The ecoregion has a Mediterranean climate, and is in the Mediterranean forests, woodlands, and scrub biome.

==Flora==
The Tyrrhenian-Adriatic sclerophyllous and mixed forests has six major plant communities.

- The Tyrrhenian mixed oak forests are dominated by the sclerophyllous evergreen oak Quercus ilex, Quercus suber and Quercus coccifera, and by deciduous species such as Quercus pubescens, Quercus cerris, Fraxinus ornus, Celtis australis, and Ostrya carpinifolia. The understory of the forest is dominated by maquis shrubs. Quercus ichnusae is a species of oak endemic to Sardinia, where it grows in hill and mountain woodlands with other deciduous oaks.
- Shrublands occur across the ecoregion. The dominant species of maquis shrubland are Olea europaea, Ceratonia siliqua, Laurus nobilis, Arbutus unedo, Pistacia terebinthus, Pistacia lentiscus, Myrtus communis, Erica arborea and Nerium oleander.

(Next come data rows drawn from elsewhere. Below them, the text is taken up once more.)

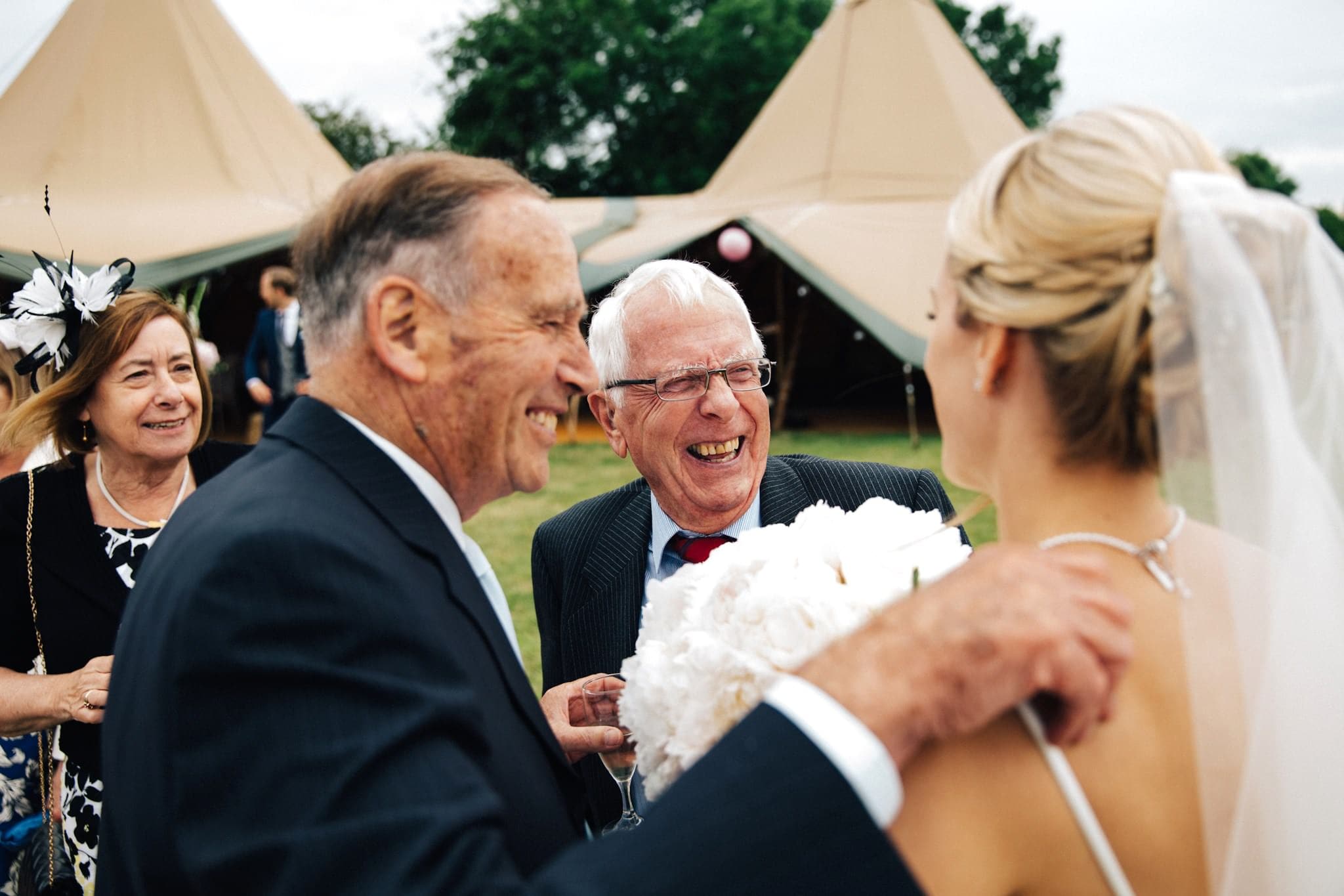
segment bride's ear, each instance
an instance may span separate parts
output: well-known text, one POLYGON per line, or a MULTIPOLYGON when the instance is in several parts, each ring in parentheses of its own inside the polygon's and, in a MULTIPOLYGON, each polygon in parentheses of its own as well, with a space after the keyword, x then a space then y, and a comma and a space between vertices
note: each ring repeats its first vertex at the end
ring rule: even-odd
POLYGON ((1017 341, 1016 330, 1000 324, 985 324, 976 340, 976 391, 993 395, 1012 367, 1017 341))

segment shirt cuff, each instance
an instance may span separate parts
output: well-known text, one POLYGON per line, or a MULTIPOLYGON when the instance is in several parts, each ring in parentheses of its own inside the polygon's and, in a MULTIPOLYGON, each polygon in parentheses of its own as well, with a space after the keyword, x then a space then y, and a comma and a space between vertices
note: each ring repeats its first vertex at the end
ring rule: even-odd
POLYGON ((821 688, 797 676, 784 676, 766 690, 765 703, 825 754, 859 795, 872 822, 886 827, 896 818, 905 791, 891 754, 852 712, 821 688))

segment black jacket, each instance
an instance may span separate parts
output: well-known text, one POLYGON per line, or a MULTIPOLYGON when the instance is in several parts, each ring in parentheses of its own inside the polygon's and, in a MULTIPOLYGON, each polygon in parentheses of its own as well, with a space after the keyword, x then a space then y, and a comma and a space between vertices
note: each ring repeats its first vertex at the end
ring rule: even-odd
MULTIPOLYGON (((191 453, 198 488, 235 459, 247 445, 206 442, 191 453)), ((85 490, 83 455, 52 463, 34 474, 32 591, 38 623, 52 674, 82 669, 112 653, 129 588, 108 563, 85 490)), ((183 506, 195 500, 192 494, 183 506)), ((177 510, 181 512, 181 508, 177 510)), ((28 474, 0 482, 0 665, 27 672, 38 656, 28 604, 24 527, 28 474)), ((173 514, 176 523, 176 513, 173 514)), ((152 552, 152 549, 151 549, 152 552)), ((60 746, 75 764, 101 778, 98 725, 67 721, 60 746)))
POLYGON ((586 842, 457 543, 320 402, 202 497, 117 638, 101 896, 906 892, 853 791, 767 708, 644 829, 586 842))
MULTIPOLYGON (((948 493, 929 470, 782 454, 766 459, 761 525, 793 523, 800 510, 817 501, 853 510, 871 497, 891 498, 915 510, 939 510, 943 519, 953 514, 948 493)), ((634 653, 653 528, 649 506, 649 485, 636 480, 581 501, 538 527, 532 539, 532 599, 542 635, 544 688, 616 672, 634 653)), ((590 756, 579 770, 594 823, 605 825, 620 815, 620 791, 602 764, 590 756)))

Juniperus phoenicea, Erica scoparia and Chamaerops humilis grow near the Tyrrhenian, Arbutus andrachne, Juniperus oxycedrus and Juniperus macrocarpa grow in Dalmatia. These trees and shrubs often occur in the undestory of evergreen sclerophyllous and pine forests. Low shrubland known as garrigue grows on dry, south facing slopes near the coast.
- Some surviving temperate deciduous oak woodlands, mainly of Quercus robur, appear in coastal wetlands on the Italian peninsula and on the island of Corsica. Stone pine Pinus pinea is found on some coastal sand dunes, maritime pine (Pinus pinaster) grows on higher elevations on the island of Corsica and Sardinia.
- Berber thuja woodlands occur on the island of Malta and are one of the only populations of Tetraclinis in Europe.
- The Southeastern Italian woodlands, in the region of Apulia, contain the oak species Quercus trojana and Quercus macrolepis, endemic to the Eastern Mediterranean, together with the evergreen holm oak Quercus ilex, kermes oak Quercus coccifera, cork oak Quercus suber, olive Olea europaea, carob Ceratonia siliqua and the deciduous oak Quercus pubescens. The Aleppo pine Pinus halepensis is also found in these woodlands.
- The Islands of Dalmatia are dominated by Aleppo pine Pinus halepensis, kermes oak Quercus coccifera and holm oak Quercus ilex with maquis shrubs and deciduous trees Quercus pubescens, Quercus cerris, Carpinus orientalis, Fraxinus ornus, Cotinus coggygria, Paliurus spina-christi, Cercis siliquastrum. The Dalmatian black pine (Pinus nigra subsp. dalmatica), a relict and endemic subspecies of pine, is native to the southern Dalmatian islands of Brač, Hvar, and Korčula and the Pelješac peninsula, from 400 to 700 metres elevation. These black pine populations are severely fragmented, with a continuing decline of mature trees, due mostly to habitat degradation by feral goats. The islands are home to several endemic species, including species of Centaurea. The Dalmatian cranesbill (Geranium dalmaticum) is endemic to the Pelješac peninsula.

==Fauna==
Two subspecies of large mammal herbivore, the European mouflon (Ovis aries musimon) and Corsican red deer (Cervus elaphus corsicanus), are endemic to Corsica and Sardinia.

Marmora's warbler (Curruca sarda) breeds in low scrubland in Corsica and Sardinia, including Cistus garrigue and low to medium-height maquis of tree-heath (Erica arborea), strawberry tree (Arbutus unedo) and Pistacia lentiscus, from March to July. The species winters across the Mediterranean in Tunisia, Libya, and Algeria.

==Protected areas==
16,489 km^{2} (21%) of the ecoregion is in protected areas.